Tony Duell ard at p850ug1.demon.co.uk
Wed Aug 31 17:31:12 CDT 2005


> 
>     I'd suggest finding a VHDL or Verilog implementation, and see if 

I am not sure those are likely to be free, and if they are they would be 
'unofficial', which means they might well not implement all undocumented 
features correctly..

> that provides any insight.  Also, Google for '6800 undocumented opcodes' 
> (no quotes).  There are a number of hits.  Most seem to indicate that 
> the undocumented opcode (no value given) causes the processor to go into 
> a mode where there are no instruction fetchs, but the address bus runs 
> incrementing bus cycles.

That's the 'HCF' (Halt and Catch Fire) instruction I mentioned.

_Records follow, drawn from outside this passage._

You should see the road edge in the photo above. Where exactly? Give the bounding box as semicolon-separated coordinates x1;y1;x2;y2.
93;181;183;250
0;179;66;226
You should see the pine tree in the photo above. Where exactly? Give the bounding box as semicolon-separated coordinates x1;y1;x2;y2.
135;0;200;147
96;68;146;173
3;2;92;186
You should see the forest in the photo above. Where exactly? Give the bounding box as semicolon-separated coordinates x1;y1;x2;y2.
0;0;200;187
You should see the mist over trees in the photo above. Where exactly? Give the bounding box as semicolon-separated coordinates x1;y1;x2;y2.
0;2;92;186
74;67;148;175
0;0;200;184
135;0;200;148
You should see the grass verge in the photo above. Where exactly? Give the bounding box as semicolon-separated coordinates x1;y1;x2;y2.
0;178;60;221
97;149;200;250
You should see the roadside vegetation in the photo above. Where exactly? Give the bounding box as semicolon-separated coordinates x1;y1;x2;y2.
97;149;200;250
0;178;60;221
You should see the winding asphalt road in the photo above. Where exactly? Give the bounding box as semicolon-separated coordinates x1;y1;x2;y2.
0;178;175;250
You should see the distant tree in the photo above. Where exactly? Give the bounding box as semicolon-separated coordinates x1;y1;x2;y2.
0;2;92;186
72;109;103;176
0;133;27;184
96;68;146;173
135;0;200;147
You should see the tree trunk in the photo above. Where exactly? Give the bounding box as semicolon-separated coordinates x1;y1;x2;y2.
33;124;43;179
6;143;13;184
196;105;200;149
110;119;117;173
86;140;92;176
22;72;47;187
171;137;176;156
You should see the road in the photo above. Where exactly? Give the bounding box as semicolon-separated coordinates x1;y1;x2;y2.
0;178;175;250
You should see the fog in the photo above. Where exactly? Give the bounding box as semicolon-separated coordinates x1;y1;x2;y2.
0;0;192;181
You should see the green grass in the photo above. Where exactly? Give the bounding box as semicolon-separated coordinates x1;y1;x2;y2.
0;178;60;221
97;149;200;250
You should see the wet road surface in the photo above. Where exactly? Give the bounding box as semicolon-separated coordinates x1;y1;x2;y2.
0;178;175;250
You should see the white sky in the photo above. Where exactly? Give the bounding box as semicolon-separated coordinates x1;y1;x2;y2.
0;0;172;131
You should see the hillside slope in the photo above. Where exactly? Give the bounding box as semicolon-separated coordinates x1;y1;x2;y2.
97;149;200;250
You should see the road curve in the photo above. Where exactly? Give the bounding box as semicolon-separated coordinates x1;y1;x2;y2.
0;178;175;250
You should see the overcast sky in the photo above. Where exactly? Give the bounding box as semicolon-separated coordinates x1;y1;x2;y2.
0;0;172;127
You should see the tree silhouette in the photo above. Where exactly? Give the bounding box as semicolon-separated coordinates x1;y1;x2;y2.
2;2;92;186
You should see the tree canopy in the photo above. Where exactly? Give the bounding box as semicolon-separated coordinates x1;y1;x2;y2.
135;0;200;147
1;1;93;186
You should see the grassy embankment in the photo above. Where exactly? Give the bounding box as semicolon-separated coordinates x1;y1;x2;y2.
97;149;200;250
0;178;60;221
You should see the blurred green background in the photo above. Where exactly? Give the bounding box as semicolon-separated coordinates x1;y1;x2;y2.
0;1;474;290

Let me explain where all this is coming from. I have an HP37201 HPIB 
Extender on the bench. It's basically a 6800-based microprocessor system 
with the right I/O chips (FWIW, the HPIB handshake is handled in 
firmware, there are about 5 6821 PIAs on the board to handle the HPIB 
lines, the V25 dialer port, status LEDs, etc).

Anyway, there's a link on the board labelled 'SA TEST'. I think that's 
'Signature Analyser Test', HP having a love of such instruments. From 
what I've figured out so far, when it's put in the 'SA TEST' position, it 
disables the data bus buffers (thsoe are the 6881 chips I was asking 
about the other day) and uses a '241 to force 0000 0010 onto the CPU data 
lines (at least during CPU read cycles). I would guess this gets the CPU 
to do something repetitive (incrementing the address bus at full speed 
would be an obvious choice), so that you get meaningful signatures on all 
the lines. 

When I get enough of the instrument back together to power it up, I will 
flip that link and look at all relevant signals with a logic analyser.